1) Every single baseball announcer comparing Kosuke Fukodome to Icharo and Matsui. I get it - they’re all from Japan. But every. single. game. with a new announcer… they throw up the photo of Fukudome next to a shot of Icharo… it’s getting old. Wake up, baseball announcers! You’re not saying ANYTHING new - especially you ESPN guys.

2) Every single baseball announcer commenting on the fact that it’s strange for Alfonso Soriano to be hitting in the lead off spot. Does it really freaking matter? After the first inning, there’s no guarantee he’ll be up first again. Again, old news. Quit rehashing what others have already stated. You all make me want to turn my volume down! Except Len and Bob, of course.

3) The three men currently residing in my home. Hellooooo… doctor’s orders state I’m not supposed to be doing dishes. Pick up some slack, you slackers. And do NOT point out to me that my cereal bowl is still sitting on the counter, unless you’d like a rundown of how many things you currently have strewn about the rest of the house. When everyone else living here is working 40 hours a week, we’ll talk about the unfair distribution of housework. Until then, do my bidding - you bastards!

4) Tendinitis. It hurts. ‘Nuff said.

5) Crying over the fate of animals. After watching the Kentucky Derby yesterday, I ecstatically rooted for Eight Belles and was thrilled to see her come in second, beating out all those boys except the favorite. And then I was devastated only moments later when they announced that she’d broken both of her front ankles and had to be euthanized right there on the track. I looked at The Boyfriend in absolute horror and pleaded with him to change the channel immediately. And then I burst into tears. I know it was the humane thing for them to do, but the bizarre timing of the two events just rattled me. I’m tearing up again just thinking about it.
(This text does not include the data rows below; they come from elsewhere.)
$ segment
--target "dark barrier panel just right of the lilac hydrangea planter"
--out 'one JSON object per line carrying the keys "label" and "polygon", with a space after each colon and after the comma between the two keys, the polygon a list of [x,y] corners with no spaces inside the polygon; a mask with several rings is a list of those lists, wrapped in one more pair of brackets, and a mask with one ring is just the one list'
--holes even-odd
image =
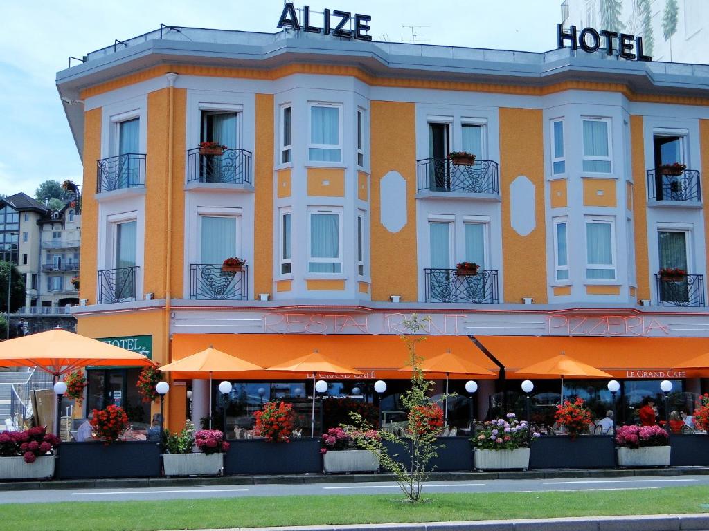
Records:
{"label": "dark barrier panel just right of the lilac hydrangea planter", "polygon": [[530,469],[615,468],[613,435],[542,435],[530,450]]}

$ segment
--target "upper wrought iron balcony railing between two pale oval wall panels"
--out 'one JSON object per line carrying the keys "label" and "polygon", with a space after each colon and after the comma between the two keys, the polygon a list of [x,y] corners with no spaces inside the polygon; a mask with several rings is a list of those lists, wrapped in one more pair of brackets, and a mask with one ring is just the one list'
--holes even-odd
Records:
{"label": "upper wrought iron balcony railing between two pale oval wall panels", "polygon": [[418,168],[418,191],[499,194],[498,166],[495,161],[476,160],[465,166],[450,159],[421,159]]}

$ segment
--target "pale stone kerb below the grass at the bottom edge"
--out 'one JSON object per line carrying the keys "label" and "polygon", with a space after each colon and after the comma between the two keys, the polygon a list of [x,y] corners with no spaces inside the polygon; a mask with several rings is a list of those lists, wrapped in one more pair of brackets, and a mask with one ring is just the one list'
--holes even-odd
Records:
{"label": "pale stone kerb below the grass at the bottom edge", "polygon": [[[708,531],[709,514],[599,516],[430,522],[420,524],[313,525],[309,527],[240,527],[199,531]],[[196,530],[193,530],[196,531]]]}

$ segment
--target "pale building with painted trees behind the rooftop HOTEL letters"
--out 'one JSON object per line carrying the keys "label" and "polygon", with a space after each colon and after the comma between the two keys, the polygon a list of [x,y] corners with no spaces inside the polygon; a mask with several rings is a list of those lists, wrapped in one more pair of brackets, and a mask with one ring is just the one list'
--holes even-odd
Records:
{"label": "pale building with painted trees behind the rooftop HOTEL letters", "polygon": [[[676,15],[669,17],[676,18],[676,31],[666,39],[667,4],[668,0],[564,0],[562,24],[575,25],[579,31],[591,27],[640,35],[644,52],[653,61],[709,63],[709,2],[676,0]],[[610,8],[613,5],[618,8]]]}

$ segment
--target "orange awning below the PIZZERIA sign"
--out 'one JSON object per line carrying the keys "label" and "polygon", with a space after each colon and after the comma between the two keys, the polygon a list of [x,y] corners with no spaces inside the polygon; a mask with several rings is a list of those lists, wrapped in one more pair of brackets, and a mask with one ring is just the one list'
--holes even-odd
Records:
{"label": "orange awning below the PIZZERIA sign", "polygon": [[[676,369],[681,362],[709,350],[708,338],[632,338],[568,336],[476,336],[504,365],[508,378],[527,365],[565,352],[616,378],[673,379],[709,375]],[[549,376],[557,378],[557,376]],[[537,376],[542,378],[542,376]]]}

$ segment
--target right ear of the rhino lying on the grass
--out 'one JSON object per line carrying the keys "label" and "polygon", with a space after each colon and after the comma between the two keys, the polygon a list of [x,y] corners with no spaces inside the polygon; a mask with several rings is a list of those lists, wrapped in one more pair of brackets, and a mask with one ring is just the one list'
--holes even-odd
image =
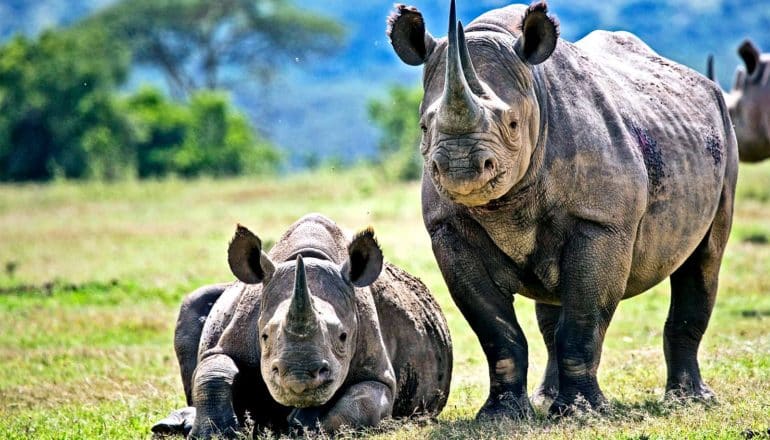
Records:
{"label": "right ear of the rhino lying on the grass", "polygon": [[348,261],[342,265],[342,276],[356,287],[372,284],[382,272],[382,250],[367,228],[353,237],[348,246]]}

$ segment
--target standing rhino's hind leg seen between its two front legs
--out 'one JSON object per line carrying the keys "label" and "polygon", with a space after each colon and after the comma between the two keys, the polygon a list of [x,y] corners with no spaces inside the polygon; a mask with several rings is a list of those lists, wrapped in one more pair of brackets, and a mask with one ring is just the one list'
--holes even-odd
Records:
{"label": "standing rhino's hind leg seen between its two front legs", "polygon": [[532,394],[532,401],[538,406],[550,405],[559,395],[559,366],[556,361],[556,324],[561,316],[561,307],[545,303],[535,304],[537,325],[548,350],[548,363],[543,381]]}

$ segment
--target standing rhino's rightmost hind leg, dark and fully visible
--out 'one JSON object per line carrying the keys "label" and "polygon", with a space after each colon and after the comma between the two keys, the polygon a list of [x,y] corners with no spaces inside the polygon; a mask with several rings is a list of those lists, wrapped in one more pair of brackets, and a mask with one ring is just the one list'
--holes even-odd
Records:
{"label": "standing rhino's rightmost hind leg, dark and fully visible", "polygon": [[668,377],[666,396],[712,400],[698,366],[698,346],[717,294],[719,267],[732,221],[733,194],[723,191],[716,217],[703,241],[671,275],[671,305],[663,336]]}

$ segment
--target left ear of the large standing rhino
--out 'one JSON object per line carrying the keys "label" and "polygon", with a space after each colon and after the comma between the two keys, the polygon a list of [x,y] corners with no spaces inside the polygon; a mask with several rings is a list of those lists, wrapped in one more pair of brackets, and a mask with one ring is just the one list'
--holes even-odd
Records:
{"label": "left ear of the large standing rhino", "polygon": [[385,33],[401,61],[419,66],[436,48],[436,40],[425,31],[425,21],[417,8],[402,4],[395,5],[395,8],[388,17]]}

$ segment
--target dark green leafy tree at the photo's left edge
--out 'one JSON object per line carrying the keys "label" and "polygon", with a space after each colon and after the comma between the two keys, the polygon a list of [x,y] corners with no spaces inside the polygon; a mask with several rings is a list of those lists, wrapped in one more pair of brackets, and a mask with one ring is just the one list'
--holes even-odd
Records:
{"label": "dark green leafy tree at the photo's left edge", "polygon": [[130,172],[129,131],[112,100],[129,63],[98,29],[0,47],[0,179]]}

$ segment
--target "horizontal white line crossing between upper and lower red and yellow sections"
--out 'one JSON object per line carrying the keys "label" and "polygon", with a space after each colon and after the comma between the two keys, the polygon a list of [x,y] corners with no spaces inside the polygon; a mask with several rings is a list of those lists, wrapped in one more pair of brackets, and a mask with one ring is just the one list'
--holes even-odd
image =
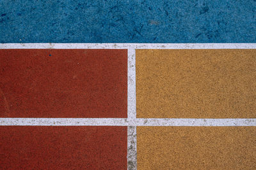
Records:
{"label": "horizontal white line crossing between upper and lower red and yellow sections", "polygon": [[256,126],[256,118],[0,118],[0,125]]}

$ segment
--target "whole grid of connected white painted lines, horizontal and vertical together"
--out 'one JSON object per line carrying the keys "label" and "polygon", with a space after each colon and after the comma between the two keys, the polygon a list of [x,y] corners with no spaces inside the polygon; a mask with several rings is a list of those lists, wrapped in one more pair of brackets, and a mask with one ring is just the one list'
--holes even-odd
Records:
{"label": "whole grid of connected white painted lines, horizontal and vertical together", "polygon": [[136,118],[135,49],[256,49],[256,43],[6,43],[0,49],[127,49],[127,118],[0,118],[0,125],[127,126],[128,169],[136,169],[137,126],[256,126],[256,118]]}

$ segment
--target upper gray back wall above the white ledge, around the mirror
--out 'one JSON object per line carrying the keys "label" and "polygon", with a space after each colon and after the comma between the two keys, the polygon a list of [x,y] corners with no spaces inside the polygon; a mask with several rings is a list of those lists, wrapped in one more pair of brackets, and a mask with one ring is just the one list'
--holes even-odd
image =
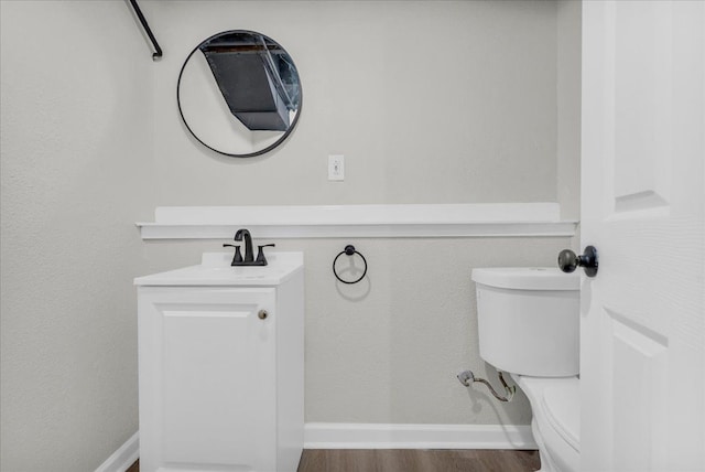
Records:
{"label": "upper gray back wall above the white ledge, around the mirror", "polygon": [[[154,69],[159,205],[556,201],[556,4],[545,1],[145,3],[169,45]],[[224,158],[175,101],[204,39],[251,29],[303,83],[292,139]],[[346,155],[345,182],[327,155]]]}

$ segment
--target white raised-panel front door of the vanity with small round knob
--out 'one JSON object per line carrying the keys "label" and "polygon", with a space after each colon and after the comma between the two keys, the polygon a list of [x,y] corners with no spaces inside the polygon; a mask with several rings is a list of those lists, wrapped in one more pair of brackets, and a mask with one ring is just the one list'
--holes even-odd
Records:
{"label": "white raised-panel front door of the vanity with small round knob", "polygon": [[140,289],[141,470],[275,470],[274,311],[273,288]]}

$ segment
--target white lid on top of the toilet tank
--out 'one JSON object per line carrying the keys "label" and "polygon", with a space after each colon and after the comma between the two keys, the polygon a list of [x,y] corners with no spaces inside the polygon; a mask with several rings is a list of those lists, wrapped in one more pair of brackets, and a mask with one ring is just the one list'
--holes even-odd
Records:
{"label": "white lid on top of the toilet tank", "polygon": [[557,267],[492,267],[473,269],[473,280],[484,286],[518,290],[579,290],[578,271]]}

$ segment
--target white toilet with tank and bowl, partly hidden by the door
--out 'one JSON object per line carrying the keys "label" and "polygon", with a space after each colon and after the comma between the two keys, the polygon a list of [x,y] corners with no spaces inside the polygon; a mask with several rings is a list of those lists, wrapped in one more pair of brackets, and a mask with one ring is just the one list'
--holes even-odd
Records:
{"label": "white toilet with tank and bowl, partly hidden by the door", "polygon": [[579,466],[579,275],[474,269],[480,356],[529,398],[542,472]]}

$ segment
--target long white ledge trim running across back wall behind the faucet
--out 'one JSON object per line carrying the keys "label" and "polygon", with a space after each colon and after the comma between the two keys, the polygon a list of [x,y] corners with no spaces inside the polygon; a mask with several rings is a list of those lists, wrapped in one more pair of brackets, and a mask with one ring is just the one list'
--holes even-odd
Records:
{"label": "long white ledge trim running across back wall behind the faucet", "polygon": [[160,206],[143,239],[221,239],[247,227],[265,238],[574,236],[557,203]]}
6) Being abandoned by The Boyfriend on a gorgeous spring day. He met friends for disc golf at noon. At 4:30, he finally called me to say he was at JoJo’s. And then he went back to the park for more golf, finally sauntering in at 7 p.m. So, I hung out here alone all day, frustrated over the fact that I couldn’t do any yardwork because of the tendinitis. And now? He’s sound asleep, oblivious to how pissed off I really am. Dork.